One of them is listsort.txt or so-called timsort appears in Python v2.3 first. Maybe I can write more posts on those .txt files later.

TimSort

Various languages have implemented or rephrased timsort including Java, Julia, Python, Octave, etc.

In timsort, it is necessary to declare the ideas.

  • timsort is nothing more than a modified mergesort

so we should expect its performance at O(nlog n) at worse case to match the performance of traditional mergesort.

  • comparisons are extremely expensive than moving/swapping elements.

    it is quite true that for those dynamic languages, comparing two elements is very time-costing without some type inferring(like numba). For Python, comparing two objects will involve type checking and value checking at least.

  • mergesort does not appreciate imbalanced merge

    Think about mergesort of two sorted list A (len = 5000) and B (len = 5), traditionally, we locate the location of elements of B in A, that is typically log n in average using binary search, if the list A is long, searching would be very expensive and in return we only get 5 more elements merged, with a lot of efforts.

  • small case trade-in performance

    mergesort will eventually get into some trivial case of only a few elements to be sorted, and in small case, mergesort is worse than many other methods, like insert or qsort.

And timsort is created to solve/implement the above problems/questions/ideas.

In order to avoid getting annoyed by meaningless comparisons, there is a concept called run, which represents a block of elements which are already sorted(either way).

When the data is random, it is hopeless to observe a long run, very likely each run will only consists of two or three elements only, not very effective if we directly use them in mergesort. We need to make each run long enough. Whenever timsort gets a small run, it will automatically augment it to a fixed size minrun using any stable sorting algorithm should be fine, timsort uses insertion sort to put elements one-by-one into the previous run, each insertion will perform a binary search, minimize the comparisons but maybe will get some cache effect when moving elements backwards.

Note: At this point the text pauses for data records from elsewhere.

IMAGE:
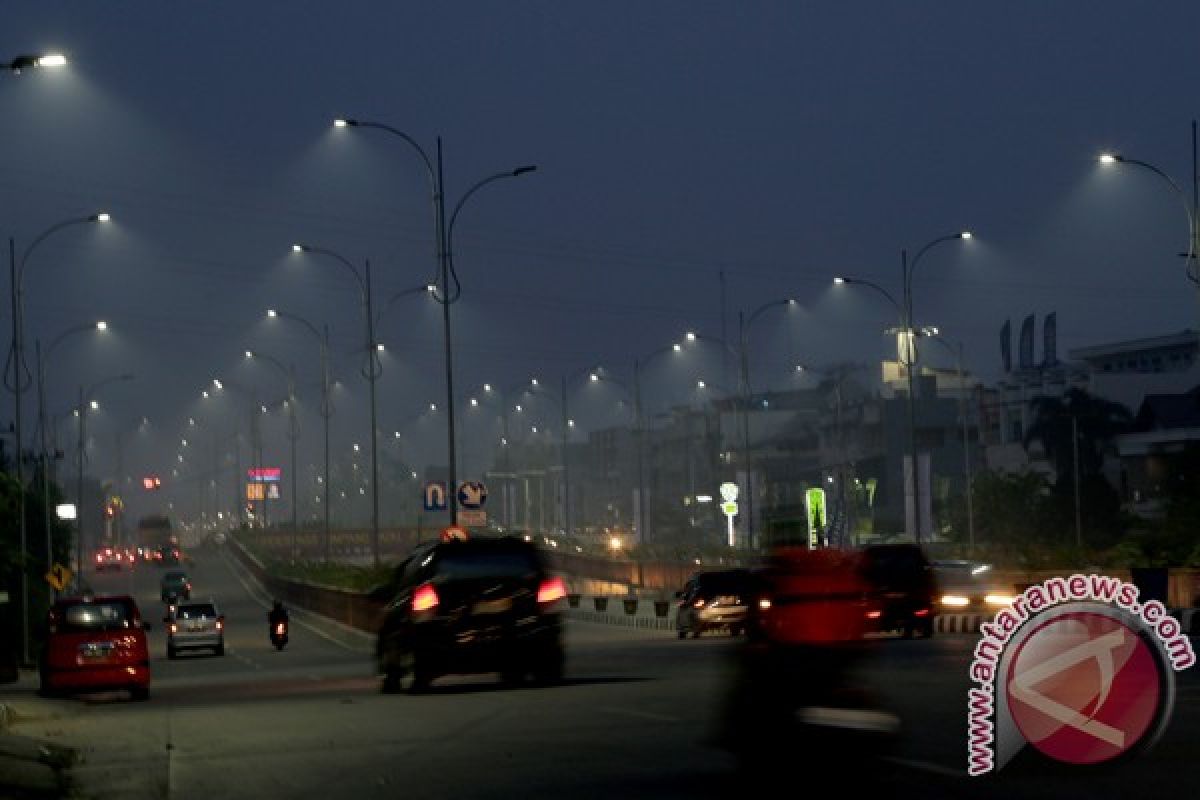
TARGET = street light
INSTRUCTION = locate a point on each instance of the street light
(640, 425)
(30, 61)
(289, 373)
(19, 378)
(906, 347)
(85, 402)
(371, 371)
(444, 236)
(1192, 210)
(42, 359)
(957, 349)
(327, 408)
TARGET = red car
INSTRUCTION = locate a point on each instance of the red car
(96, 644)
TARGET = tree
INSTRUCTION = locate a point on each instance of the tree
(1096, 420)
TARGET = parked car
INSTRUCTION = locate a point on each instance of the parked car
(471, 606)
(969, 588)
(95, 644)
(904, 589)
(175, 584)
(195, 626)
(717, 600)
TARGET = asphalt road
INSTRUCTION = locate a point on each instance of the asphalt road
(633, 720)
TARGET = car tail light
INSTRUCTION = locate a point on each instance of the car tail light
(425, 599)
(551, 589)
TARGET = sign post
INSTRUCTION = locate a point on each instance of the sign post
(815, 511)
(730, 509)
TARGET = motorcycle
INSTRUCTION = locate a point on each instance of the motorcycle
(280, 633)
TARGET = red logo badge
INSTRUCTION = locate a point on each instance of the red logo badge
(1084, 687)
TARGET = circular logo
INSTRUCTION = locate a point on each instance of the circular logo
(1085, 687)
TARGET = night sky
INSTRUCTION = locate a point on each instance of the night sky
(778, 144)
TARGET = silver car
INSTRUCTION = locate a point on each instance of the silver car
(195, 626)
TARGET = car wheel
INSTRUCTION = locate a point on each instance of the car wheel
(549, 669)
(405, 672)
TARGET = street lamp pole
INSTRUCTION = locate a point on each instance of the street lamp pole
(325, 409)
(371, 371)
(957, 349)
(293, 434)
(1192, 209)
(84, 397)
(42, 358)
(910, 335)
(443, 233)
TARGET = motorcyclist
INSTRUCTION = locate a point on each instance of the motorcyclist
(799, 663)
(277, 614)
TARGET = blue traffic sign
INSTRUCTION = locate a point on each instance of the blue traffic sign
(472, 494)
(433, 495)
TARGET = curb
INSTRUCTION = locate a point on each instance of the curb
(359, 641)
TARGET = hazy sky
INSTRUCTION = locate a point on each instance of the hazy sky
(779, 143)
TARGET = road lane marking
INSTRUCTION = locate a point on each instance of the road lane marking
(641, 715)
(928, 767)
(253, 591)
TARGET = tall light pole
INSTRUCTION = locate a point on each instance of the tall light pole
(43, 356)
(289, 373)
(906, 348)
(447, 295)
(17, 378)
(31, 61)
(744, 324)
(327, 408)
(371, 371)
(1192, 209)
(85, 402)
(957, 349)
(640, 425)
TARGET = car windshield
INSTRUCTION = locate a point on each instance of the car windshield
(198, 611)
(727, 583)
(467, 563)
(83, 618)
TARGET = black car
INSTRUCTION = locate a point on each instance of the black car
(471, 606)
(904, 589)
(717, 600)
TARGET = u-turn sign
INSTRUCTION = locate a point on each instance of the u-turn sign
(433, 495)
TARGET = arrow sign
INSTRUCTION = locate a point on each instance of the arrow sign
(433, 495)
(472, 494)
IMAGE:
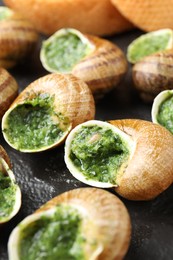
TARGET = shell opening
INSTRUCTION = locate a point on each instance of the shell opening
(9, 194)
(96, 152)
(162, 110)
(54, 233)
(63, 50)
(34, 124)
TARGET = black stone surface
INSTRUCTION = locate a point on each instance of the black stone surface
(44, 175)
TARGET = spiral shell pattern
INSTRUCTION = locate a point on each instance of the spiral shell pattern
(73, 98)
(111, 221)
(104, 68)
(18, 39)
(8, 90)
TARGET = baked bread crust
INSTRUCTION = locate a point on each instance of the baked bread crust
(93, 16)
(148, 15)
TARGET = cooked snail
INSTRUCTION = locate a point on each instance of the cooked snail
(43, 114)
(10, 194)
(98, 62)
(8, 90)
(133, 156)
(162, 109)
(85, 223)
(153, 74)
(18, 37)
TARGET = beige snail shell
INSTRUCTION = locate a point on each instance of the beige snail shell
(157, 109)
(64, 99)
(142, 175)
(153, 74)
(8, 90)
(10, 191)
(106, 224)
(18, 38)
(102, 68)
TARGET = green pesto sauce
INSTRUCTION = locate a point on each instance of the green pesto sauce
(53, 237)
(165, 114)
(147, 46)
(63, 52)
(30, 125)
(4, 13)
(98, 153)
(7, 196)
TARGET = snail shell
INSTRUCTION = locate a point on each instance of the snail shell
(153, 74)
(14, 201)
(158, 101)
(18, 38)
(102, 68)
(8, 91)
(72, 103)
(105, 220)
(148, 169)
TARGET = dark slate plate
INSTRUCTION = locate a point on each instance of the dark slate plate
(43, 176)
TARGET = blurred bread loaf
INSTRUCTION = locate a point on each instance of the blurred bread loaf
(148, 15)
(97, 17)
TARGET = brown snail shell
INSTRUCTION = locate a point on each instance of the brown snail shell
(8, 90)
(102, 69)
(105, 220)
(150, 170)
(72, 99)
(146, 172)
(5, 169)
(159, 99)
(18, 38)
(153, 74)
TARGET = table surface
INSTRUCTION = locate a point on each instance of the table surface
(44, 175)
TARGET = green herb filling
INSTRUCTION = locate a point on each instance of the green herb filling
(34, 125)
(7, 196)
(98, 153)
(165, 114)
(147, 46)
(53, 237)
(63, 52)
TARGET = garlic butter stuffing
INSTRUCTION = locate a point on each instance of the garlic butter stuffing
(56, 234)
(125, 154)
(34, 124)
(44, 113)
(10, 194)
(80, 224)
(162, 109)
(95, 151)
(98, 62)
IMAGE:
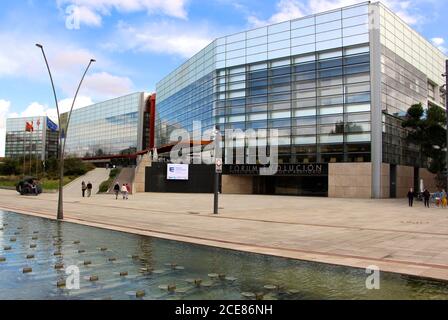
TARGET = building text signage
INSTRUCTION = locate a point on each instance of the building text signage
(308, 169)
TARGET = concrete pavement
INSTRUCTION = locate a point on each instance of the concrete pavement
(96, 177)
(351, 232)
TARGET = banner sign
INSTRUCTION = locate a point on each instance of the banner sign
(177, 172)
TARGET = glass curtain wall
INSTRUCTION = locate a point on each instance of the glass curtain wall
(319, 103)
(106, 128)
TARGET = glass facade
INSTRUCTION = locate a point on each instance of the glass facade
(106, 128)
(319, 103)
(41, 142)
(309, 78)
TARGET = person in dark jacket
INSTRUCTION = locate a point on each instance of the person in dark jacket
(426, 196)
(89, 189)
(116, 190)
(83, 188)
(411, 196)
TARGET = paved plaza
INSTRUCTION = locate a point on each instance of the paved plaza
(352, 232)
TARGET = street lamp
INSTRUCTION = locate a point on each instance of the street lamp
(218, 167)
(62, 139)
(446, 110)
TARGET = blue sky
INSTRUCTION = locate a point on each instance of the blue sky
(138, 42)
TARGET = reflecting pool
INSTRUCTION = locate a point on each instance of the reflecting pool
(116, 265)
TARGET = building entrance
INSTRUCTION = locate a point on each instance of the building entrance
(294, 186)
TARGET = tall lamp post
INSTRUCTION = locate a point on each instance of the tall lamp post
(446, 110)
(218, 168)
(62, 138)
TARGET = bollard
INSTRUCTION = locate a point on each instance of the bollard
(140, 294)
(93, 278)
(197, 282)
(171, 287)
(27, 270)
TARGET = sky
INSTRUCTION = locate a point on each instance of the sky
(138, 42)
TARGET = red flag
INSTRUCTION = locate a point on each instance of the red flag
(29, 126)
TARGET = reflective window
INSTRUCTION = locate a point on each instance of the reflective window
(301, 23)
(328, 17)
(280, 27)
(307, 31)
(328, 26)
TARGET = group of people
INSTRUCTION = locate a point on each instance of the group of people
(440, 198)
(86, 187)
(125, 190)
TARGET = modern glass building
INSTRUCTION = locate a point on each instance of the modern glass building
(335, 85)
(113, 127)
(41, 142)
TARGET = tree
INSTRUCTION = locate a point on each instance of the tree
(428, 131)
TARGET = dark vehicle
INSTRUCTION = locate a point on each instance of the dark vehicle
(29, 186)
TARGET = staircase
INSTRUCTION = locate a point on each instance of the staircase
(126, 176)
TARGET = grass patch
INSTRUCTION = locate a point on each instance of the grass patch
(47, 184)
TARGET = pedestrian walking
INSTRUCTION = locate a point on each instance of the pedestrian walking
(426, 196)
(124, 191)
(83, 188)
(411, 196)
(89, 189)
(116, 190)
(444, 199)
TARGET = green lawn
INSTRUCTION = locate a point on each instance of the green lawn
(47, 184)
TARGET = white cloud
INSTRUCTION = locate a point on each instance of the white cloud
(163, 37)
(286, 10)
(107, 85)
(91, 11)
(4, 110)
(36, 109)
(440, 44)
(292, 9)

Now we are clear that there are at most N/minrun runs to merge, each run is a range of sorted elements, if reverse ordered, we probably will correct it.

How to set minrun

minrun is created by insertion sort, it is also necessary to set appropriate minrun to maintain the balance when merging, and to avoid cache effect (large minrun). timsort uses a dynamic way to generate the minrun.

int minrun(int n)
{
  assert (n >= 0);
  int r = 0;
  while ( n >= MIN_MERGE)
  {
    r |= (n & 1);
    n >>= 1;
  }
  return n + r;
}

If we choose MIN_MERGE as a power of 2, say 32, then this program simply truncates n to its first 5 bits and plus 1 if the rest bits are non-zero.

How to merge

Now we are stacking the runs in a pre-defined stack/array. In order to avoid imbalanced merge, we must follow some rule.

timsort requires invariant satisfies

stack[n - 1] > stack[n] + stack[n + 1]
stack[n] > stack[n + 1]

But it has been proved this cannot ensure the invariant be sustained along the stack, and it has been pointed out that using 4 elements on stack is enough

stack[n - 1] > stack[n] + stack[n + 1]
stack[n - 2] > stack[n - 1] + stack[n]
stack[n] > stack[n + 1]

if these inequalities fail, it will trigger a merge of two short immediate runs, after a merge is fulfilled, hopefully the inequalities cannot hold on anymore and get a chain of merges.

Merge two runs

timsort does not use in-place merge, so it would be easy if a copy of shorter list is allowed.

Galloping

That is a faster version for longer(MIN_GALLOP) merge when comparisons are non-trivial. Since two runs are sorted, say A and B, we can compare A[0] with B[0], B[1], B[3], B[7], …B[2**n - 1], and get a lower bound and higher bound for A[0]. Then binary search between the bounds, it is much more effective when a lot of linear comparisons should be applied.